There were perhaps seventy people in the pavilion: slaves, tumblers, jugglers, and musicians surrounding perhaps thirty noblemen and -women seated on cushions around a lower table piled high with delicacies and wine. Everyone was colorfully dressed, so much so that Karris could tell even through the muting of her dark eye caps. King Rask Garadul sat at the head of the table, of course, rings sparkling from fingers wrapped around a wine goblet. He had stopped, midsentence, and was staring at her, openmouthed.

But Karris barely even saw the king, because at his right hand sat a man like none she’d ever seen. She forced herself to continue walking toward the king, hips rolling, skirt swishing, head up, shoulders loose, as if she weren’t unnerved.

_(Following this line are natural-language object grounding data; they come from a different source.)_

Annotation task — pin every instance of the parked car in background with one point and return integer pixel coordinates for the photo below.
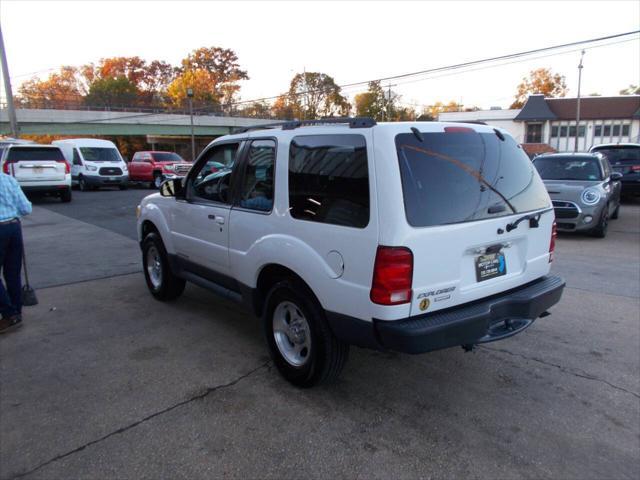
(154, 167)
(439, 235)
(38, 168)
(625, 159)
(94, 163)
(583, 188)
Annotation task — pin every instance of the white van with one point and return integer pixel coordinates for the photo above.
(94, 163)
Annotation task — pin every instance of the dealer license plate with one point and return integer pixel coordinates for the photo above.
(490, 266)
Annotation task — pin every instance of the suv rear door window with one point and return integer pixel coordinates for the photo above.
(34, 153)
(461, 175)
(329, 179)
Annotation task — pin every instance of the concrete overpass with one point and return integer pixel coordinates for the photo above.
(111, 123)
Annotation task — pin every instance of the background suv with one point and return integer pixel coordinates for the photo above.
(405, 236)
(38, 168)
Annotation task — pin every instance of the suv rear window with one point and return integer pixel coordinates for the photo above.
(34, 153)
(463, 176)
(329, 179)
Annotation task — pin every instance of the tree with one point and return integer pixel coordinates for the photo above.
(205, 90)
(60, 88)
(371, 103)
(630, 90)
(541, 81)
(110, 91)
(223, 68)
(314, 95)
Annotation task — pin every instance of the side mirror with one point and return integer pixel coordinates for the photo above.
(172, 188)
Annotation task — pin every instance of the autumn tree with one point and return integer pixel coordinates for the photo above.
(630, 90)
(223, 69)
(315, 95)
(541, 81)
(111, 91)
(371, 103)
(60, 88)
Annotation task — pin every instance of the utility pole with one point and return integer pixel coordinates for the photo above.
(7, 89)
(193, 138)
(578, 103)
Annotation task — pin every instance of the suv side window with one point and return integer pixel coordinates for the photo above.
(211, 176)
(76, 157)
(257, 185)
(329, 179)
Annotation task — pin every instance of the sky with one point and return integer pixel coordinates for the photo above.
(351, 41)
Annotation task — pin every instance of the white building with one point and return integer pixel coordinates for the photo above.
(551, 122)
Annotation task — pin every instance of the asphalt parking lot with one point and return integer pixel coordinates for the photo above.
(104, 382)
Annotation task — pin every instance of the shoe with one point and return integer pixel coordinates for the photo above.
(10, 323)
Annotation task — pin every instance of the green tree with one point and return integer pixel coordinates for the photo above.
(110, 92)
(540, 81)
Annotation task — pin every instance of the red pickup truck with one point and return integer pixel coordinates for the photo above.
(155, 167)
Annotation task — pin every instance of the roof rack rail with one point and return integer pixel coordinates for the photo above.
(475, 122)
(353, 122)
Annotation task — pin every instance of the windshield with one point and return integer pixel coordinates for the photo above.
(100, 154)
(34, 153)
(568, 168)
(622, 154)
(462, 176)
(162, 157)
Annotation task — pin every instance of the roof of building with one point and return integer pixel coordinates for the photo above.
(591, 108)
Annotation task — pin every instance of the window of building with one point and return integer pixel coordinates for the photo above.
(597, 131)
(534, 133)
(329, 179)
(257, 184)
(616, 130)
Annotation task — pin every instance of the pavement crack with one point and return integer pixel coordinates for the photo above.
(562, 369)
(200, 396)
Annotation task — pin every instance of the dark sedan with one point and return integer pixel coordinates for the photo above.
(625, 159)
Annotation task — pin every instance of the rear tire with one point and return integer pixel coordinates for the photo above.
(65, 195)
(300, 342)
(161, 281)
(600, 231)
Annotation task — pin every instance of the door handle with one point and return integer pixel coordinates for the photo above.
(219, 219)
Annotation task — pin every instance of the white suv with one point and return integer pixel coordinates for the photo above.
(402, 236)
(38, 168)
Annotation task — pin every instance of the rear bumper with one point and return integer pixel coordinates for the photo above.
(490, 319)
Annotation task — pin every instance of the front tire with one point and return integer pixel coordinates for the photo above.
(161, 281)
(300, 342)
(65, 195)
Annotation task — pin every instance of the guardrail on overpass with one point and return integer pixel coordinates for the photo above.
(96, 122)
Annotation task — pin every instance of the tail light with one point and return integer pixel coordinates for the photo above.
(552, 243)
(67, 168)
(392, 276)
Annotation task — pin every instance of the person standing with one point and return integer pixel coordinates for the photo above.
(13, 205)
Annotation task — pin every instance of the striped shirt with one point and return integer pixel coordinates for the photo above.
(13, 203)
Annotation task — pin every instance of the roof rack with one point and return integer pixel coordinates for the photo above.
(353, 122)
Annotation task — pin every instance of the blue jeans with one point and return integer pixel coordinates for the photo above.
(11, 265)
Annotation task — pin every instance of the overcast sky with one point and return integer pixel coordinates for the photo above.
(351, 41)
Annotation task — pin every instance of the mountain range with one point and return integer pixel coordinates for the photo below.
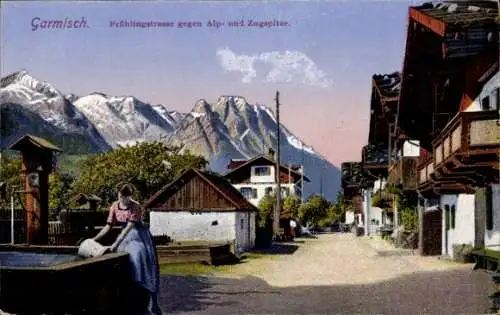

The man was a Tainted, a color wight. Karris had only ever seen one, and that one had been in the early stages of his madness. This man wasn’t in the early stages, but neither did he appear mad. He wore a simple luxiat’s robe, but it was dazzling white rather than the customary black of Orholam’s luxiants, that color an admission that they needed Orholam’s light most of all. Nor did his face bear any trace of a luxiant’s humility.

But at least his face was mostly human—skin and bone and blood. Threads of green luxin lay submerged beneath burn-scarred skin like faded tattoos, rising close to the surface at his cheekbones and brow. At his neck, his body changed. The skin was pure luxin of every color of the rainbow. The inside of his elbow, visible as he raised his wine goblet in a mocking salute to Karris, was flexible green luxin, as were his other joints and his neck. Blue luxin plates sat on every surface that didn’t need to move. It made plate armor on his forearms, formed gauntlets from his very hands, his knuckles spiked, his shoulders unnaturally broad under that blasphemous luxiant’s robe, the V of his chest visible through the robe shimmering with reflected light like the sea at sunrise. Not plates of blue luxin, then, but actually woven blue luxin, which tripled its strength and made it much less likely to shatter, if one had the skill and patience to make it.

Everywhere, yellow luxin flowed between or beneath the other colors, constantly renewing whatever was lost to sunlight or natural breakdown. Where plates came together, lubricative orange luxin made them slide smoothly past each other. Red luxin formed archaic designs of runes and etchings of eight-pointed stars in thin layers on top of the blue plates. Karris couldn’t see if he had incorporated superviolet into his skin, but was certain he had. After all, in the middle of each palm he’d embedded a flame crystal. Flame crystals, the physical, sealed manifestation of sub-red, usually only lasted a few seconds. Exposure to air made them burst and flame out.